INTERVISTA – Walter Sabatini è una delle figure più iconiche e rispettate del calcio italiano. Dopo gli inizi come collaboratore nel settore giovanile della Lazio, dove ha contribuito alla crescita di talenti come Alessandro Nesta e Marco Di Vaio, la sua carriera da direttore sportivo è diventata un viaggio ricco di intuizioni, successi e qualche polemica.
Dalla Triestina all’Arezzo, dal Perugia di Cosmi fino alla Lazio e poi alla Roma, Sabatini ha costruito squadre memorabili e scoperto campioni come Pastore, Lamela, Salah, Alisson, Benatia, Nainggolan, Džeko e tanti altri.
Il suo stile è sempre stato inconfondibile: passione, sensibilità calcistica e un’idea di calcio profondamente umana, dove contano tanto la tecnica quanto il sentimento.
In un’intervista rilasciata durante l’ultima puntata di Radio Radio Mattino – Sport e News, Walter Sabatini ha commentato l’attualità della Serie A, soffermandosi su Roma, Juventus, Milan e sul valore – non solo tecnico – dei calciatori di oggi.
E come sempre, le sue parole non sono mai banali.
La Roma ha qualche difficoltà in attacco: Zirkzee o Kalimuendo potrebbero essere la soluzione giusta, la panacea di tutti i mali?

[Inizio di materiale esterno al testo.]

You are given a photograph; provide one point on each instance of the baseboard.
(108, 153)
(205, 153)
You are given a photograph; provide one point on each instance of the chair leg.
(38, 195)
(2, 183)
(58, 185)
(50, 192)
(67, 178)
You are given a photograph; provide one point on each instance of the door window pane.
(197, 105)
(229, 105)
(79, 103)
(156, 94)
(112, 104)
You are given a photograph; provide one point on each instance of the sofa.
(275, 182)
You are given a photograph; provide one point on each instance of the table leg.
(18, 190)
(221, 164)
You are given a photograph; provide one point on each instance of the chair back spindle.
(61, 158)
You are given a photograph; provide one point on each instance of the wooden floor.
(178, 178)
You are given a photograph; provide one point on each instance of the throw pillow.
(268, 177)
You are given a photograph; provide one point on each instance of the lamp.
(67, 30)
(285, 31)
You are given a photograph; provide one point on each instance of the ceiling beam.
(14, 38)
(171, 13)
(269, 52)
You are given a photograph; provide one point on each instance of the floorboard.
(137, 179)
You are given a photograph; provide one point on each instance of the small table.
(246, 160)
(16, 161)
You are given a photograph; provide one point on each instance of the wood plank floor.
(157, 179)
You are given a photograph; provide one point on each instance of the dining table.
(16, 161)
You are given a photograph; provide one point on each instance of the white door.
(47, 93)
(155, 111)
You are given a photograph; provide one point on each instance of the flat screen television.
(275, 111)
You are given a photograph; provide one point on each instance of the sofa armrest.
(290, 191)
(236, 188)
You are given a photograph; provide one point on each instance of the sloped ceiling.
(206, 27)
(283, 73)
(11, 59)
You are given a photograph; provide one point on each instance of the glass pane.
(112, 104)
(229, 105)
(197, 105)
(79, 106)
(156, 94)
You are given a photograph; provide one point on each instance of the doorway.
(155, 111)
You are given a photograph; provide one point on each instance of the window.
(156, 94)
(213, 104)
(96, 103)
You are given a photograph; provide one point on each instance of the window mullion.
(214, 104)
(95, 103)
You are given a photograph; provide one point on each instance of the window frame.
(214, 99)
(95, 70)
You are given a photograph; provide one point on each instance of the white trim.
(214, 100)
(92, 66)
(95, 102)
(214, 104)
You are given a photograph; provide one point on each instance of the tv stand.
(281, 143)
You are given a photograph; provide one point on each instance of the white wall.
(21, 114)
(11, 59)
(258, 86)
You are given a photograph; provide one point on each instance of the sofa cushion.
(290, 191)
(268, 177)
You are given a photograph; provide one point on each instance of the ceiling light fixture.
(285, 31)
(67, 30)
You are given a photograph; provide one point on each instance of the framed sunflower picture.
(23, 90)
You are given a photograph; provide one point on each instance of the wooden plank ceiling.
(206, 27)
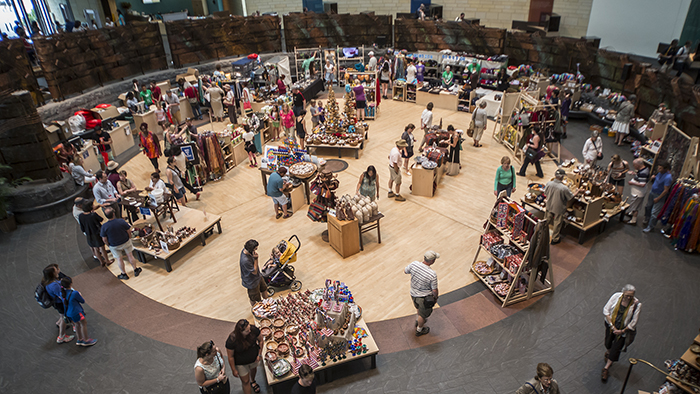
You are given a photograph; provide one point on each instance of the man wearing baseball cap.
(558, 196)
(395, 170)
(424, 292)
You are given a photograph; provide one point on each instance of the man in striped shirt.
(424, 290)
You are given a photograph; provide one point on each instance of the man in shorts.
(250, 272)
(115, 233)
(275, 190)
(395, 170)
(424, 292)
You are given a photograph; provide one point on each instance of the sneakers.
(65, 338)
(423, 331)
(86, 343)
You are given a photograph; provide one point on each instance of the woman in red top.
(150, 145)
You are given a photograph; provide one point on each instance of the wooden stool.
(370, 225)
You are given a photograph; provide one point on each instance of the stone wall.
(16, 72)
(74, 62)
(313, 30)
(195, 41)
(415, 35)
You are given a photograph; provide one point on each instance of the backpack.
(43, 297)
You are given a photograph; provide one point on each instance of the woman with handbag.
(593, 149)
(542, 383)
(455, 144)
(621, 315)
(210, 370)
(480, 119)
(505, 178)
(533, 152)
(244, 349)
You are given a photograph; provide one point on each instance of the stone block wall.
(74, 62)
(313, 30)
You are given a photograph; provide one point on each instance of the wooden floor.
(206, 280)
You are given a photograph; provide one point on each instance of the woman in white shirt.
(592, 148)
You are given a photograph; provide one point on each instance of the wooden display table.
(370, 225)
(122, 138)
(344, 236)
(149, 117)
(186, 217)
(324, 372)
(423, 181)
(442, 100)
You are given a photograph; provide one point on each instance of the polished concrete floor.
(564, 328)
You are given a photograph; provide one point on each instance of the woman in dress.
(244, 350)
(542, 383)
(621, 127)
(534, 144)
(90, 225)
(149, 144)
(384, 79)
(360, 103)
(287, 119)
(367, 185)
(217, 107)
(593, 149)
(621, 315)
(407, 152)
(505, 178)
(617, 171)
(75, 312)
(248, 137)
(455, 145)
(480, 118)
(210, 370)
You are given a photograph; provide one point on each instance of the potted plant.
(7, 219)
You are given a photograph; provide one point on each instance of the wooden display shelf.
(326, 370)
(186, 217)
(344, 236)
(533, 287)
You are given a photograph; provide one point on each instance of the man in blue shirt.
(657, 197)
(274, 189)
(115, 233)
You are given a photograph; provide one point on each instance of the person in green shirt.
(505, 178)
(447, 77)
(308, 64)
(146, 95)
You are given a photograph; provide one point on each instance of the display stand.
(344, 236)
(299, 61)
(347, 63)
(517, 282)
(369, 81)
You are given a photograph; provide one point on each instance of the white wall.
(637, 26)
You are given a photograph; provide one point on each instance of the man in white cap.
(372, 64)
(395, 170)
(424, 292)
(558, 196)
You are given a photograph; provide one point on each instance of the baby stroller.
(278, 271)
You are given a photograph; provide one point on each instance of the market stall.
(518, 262)
(191, 225)
(322, 328)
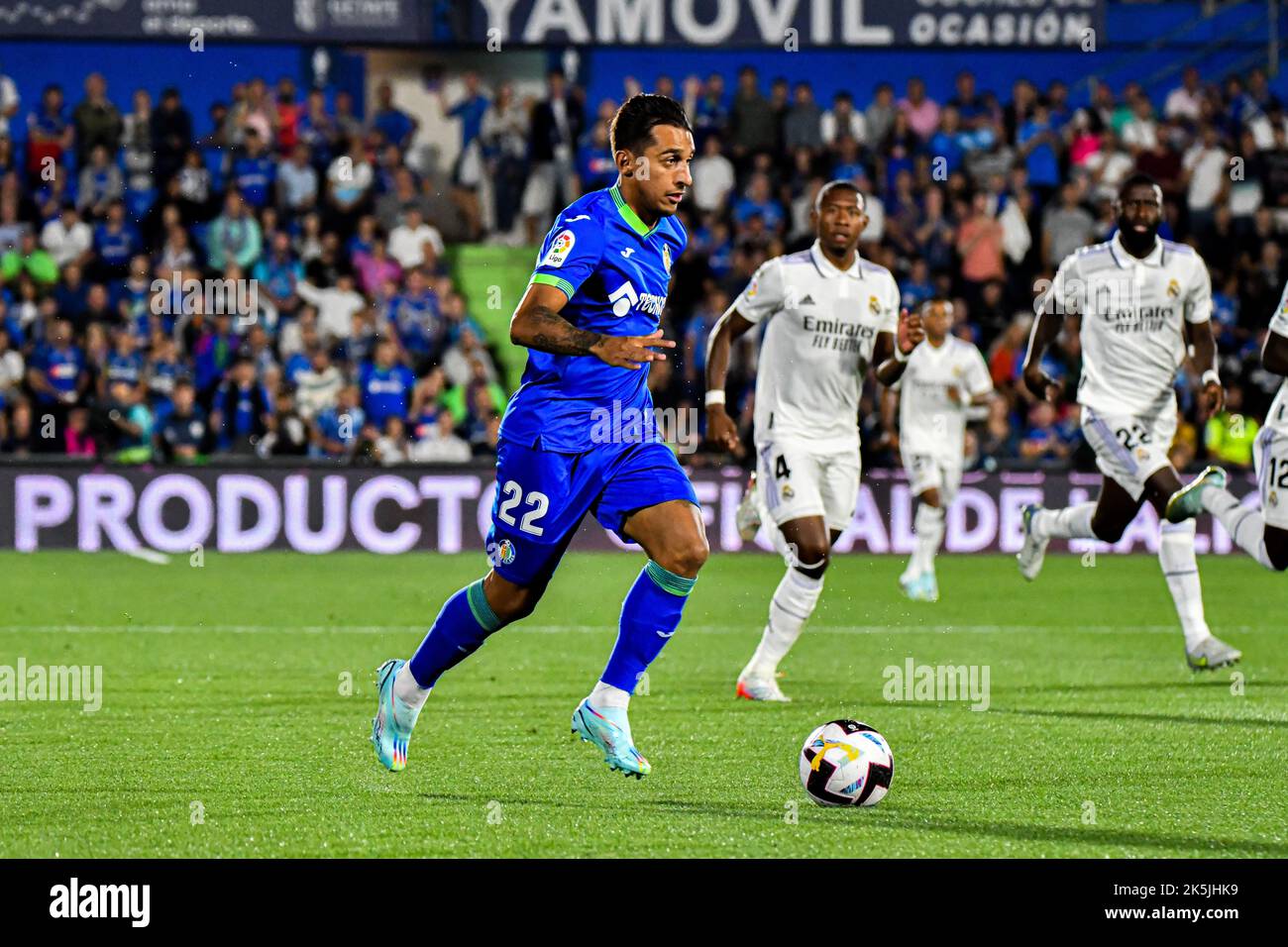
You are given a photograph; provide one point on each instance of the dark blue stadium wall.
(1124, 54)
(201, 77)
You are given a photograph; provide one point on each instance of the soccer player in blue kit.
(590, 320)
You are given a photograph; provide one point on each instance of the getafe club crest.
(307, 14)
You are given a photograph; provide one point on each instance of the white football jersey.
(818, 346)
(1132, 321)
(1278, 415)
(928, 420)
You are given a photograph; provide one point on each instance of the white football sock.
(608, 696)
(928, 528)
(1181, 571)
(794, 602)
(1069, 523)
(1245, 525)
(407, 689)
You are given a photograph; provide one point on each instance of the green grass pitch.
(227, 727)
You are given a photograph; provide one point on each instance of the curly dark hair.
(632, 127)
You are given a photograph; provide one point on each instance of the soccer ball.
(846, 763)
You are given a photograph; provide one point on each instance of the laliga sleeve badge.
(559, 249)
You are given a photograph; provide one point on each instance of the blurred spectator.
(415, 243)
(1042, 438)
(391, 446)
(442, 446)
(183, 432)
(241, 410)
(338, 428)
(233, 236)
(1065, 227)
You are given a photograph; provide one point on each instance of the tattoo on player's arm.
(549, 331)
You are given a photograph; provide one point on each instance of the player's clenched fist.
(1042, 385)
(721, 429)
(631, 351)
(1214, 398)
(911, 331)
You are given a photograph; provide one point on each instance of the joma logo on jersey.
(625, 296)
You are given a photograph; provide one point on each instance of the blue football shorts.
(541, 499)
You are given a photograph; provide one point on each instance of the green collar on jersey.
(629, 215)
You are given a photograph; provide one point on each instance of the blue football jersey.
(614, 270)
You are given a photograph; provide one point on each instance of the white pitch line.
(562, 629)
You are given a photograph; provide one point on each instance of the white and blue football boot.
(609, 729)
(1186, 502)
(1211, 654)
(390, 729)
(1033, 552)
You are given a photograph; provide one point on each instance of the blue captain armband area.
(562, 285)
(483, 613)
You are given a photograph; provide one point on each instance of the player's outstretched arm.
(721, 429)
(1205, 363)
(892, 350)
(1046, 328)
(1274, 354)
(537, 325)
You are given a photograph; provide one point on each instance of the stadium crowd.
(357, 346)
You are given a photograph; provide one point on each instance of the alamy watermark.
(176, 296)
(630, 424)
(936, 684)
(63, 684)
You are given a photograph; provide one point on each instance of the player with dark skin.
(1140, 213)
(838, 219)
(936, 318)
(653, 183)
(1274, 357)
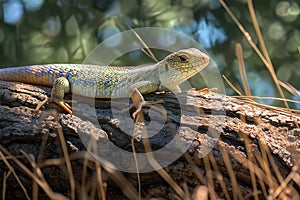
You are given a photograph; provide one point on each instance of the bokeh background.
(65, 31)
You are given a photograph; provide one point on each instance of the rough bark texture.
(208, 122)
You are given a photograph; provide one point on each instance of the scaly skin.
(111, 82)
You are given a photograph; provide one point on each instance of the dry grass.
(259, 164)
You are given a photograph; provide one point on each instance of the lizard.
(110, 81)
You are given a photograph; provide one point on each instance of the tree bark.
(213, 128)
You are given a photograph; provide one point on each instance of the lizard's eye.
(183, 58)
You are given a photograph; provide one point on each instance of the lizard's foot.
(145, 104)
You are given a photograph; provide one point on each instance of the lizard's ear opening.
(183, 58)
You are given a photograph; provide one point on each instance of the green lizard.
(110, 81)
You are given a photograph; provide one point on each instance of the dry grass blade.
(15, 175)
(209, 176)
(147, 51)
(267, 62)
(232, 86)
(44, 185)
(135, 161)
(239, 54)
(290, 88)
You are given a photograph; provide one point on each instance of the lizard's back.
(46, 74)
(86, 80)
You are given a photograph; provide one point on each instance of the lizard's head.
(180, 66)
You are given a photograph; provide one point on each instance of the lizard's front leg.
(136, 91)
(61, 86)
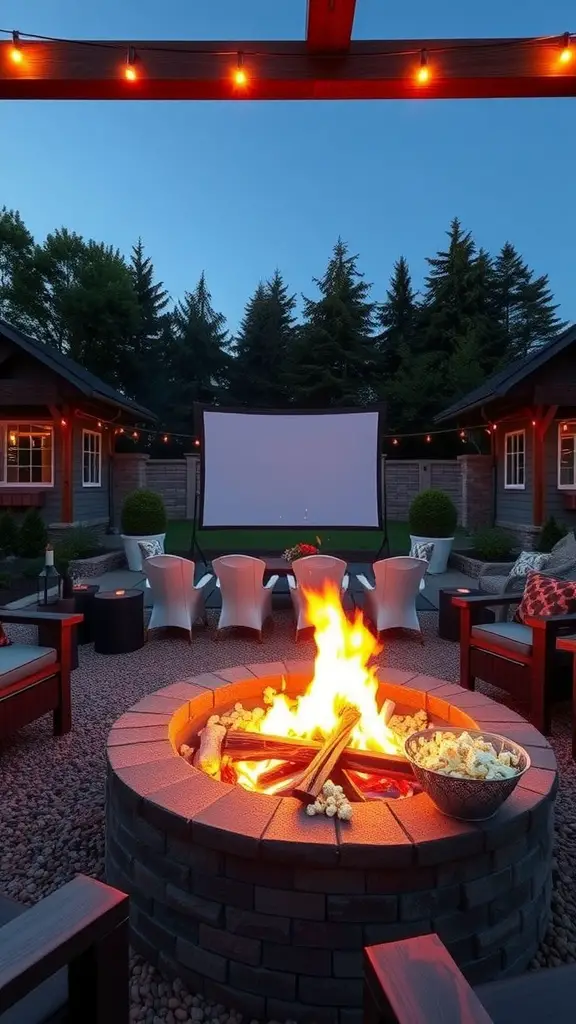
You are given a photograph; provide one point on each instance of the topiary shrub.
(493, 545)
(144, 514)
(8, 535)
(33, 536)
(550, 534)
(433, 513)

«La panacea non si trova con un solo calciatore. I problemi si risolvono con la mentalità di squadra, con l’impatto del gruppo sull’avversario. E la Roma, in realtà, lo sta facendo. Si sta avvicinando a un livello tecnico-tattico apprezzabile: gioca un calcio più offensivo, tiene la palla, fa cose belle. Stanno emergendo giocatori che finora erano in penombra.
Più che un attaccante – che serve, certo – la Roma deve consolidare la mentalità e la condizione che ha oggi in campo. I miglioramenti che mostra partita dopo partita sono un segnale importante: forse è proprio questo equilibrio interno a renderla così competitiva».
Quindi non è il singolo a fare la differenza?
«A meno che non sia Haaland. Ma, per il resto, non posso esprimere giudizi sui giocatori: non è deontologicamente corretto. Sono un dirigente, anche se disoccupato. Non un giornalista. Non posso farlo, non sarebbe giusto».
Come ti saresti comportato con Vlahović, considerando il suo contratto in scadenza con la Juventus?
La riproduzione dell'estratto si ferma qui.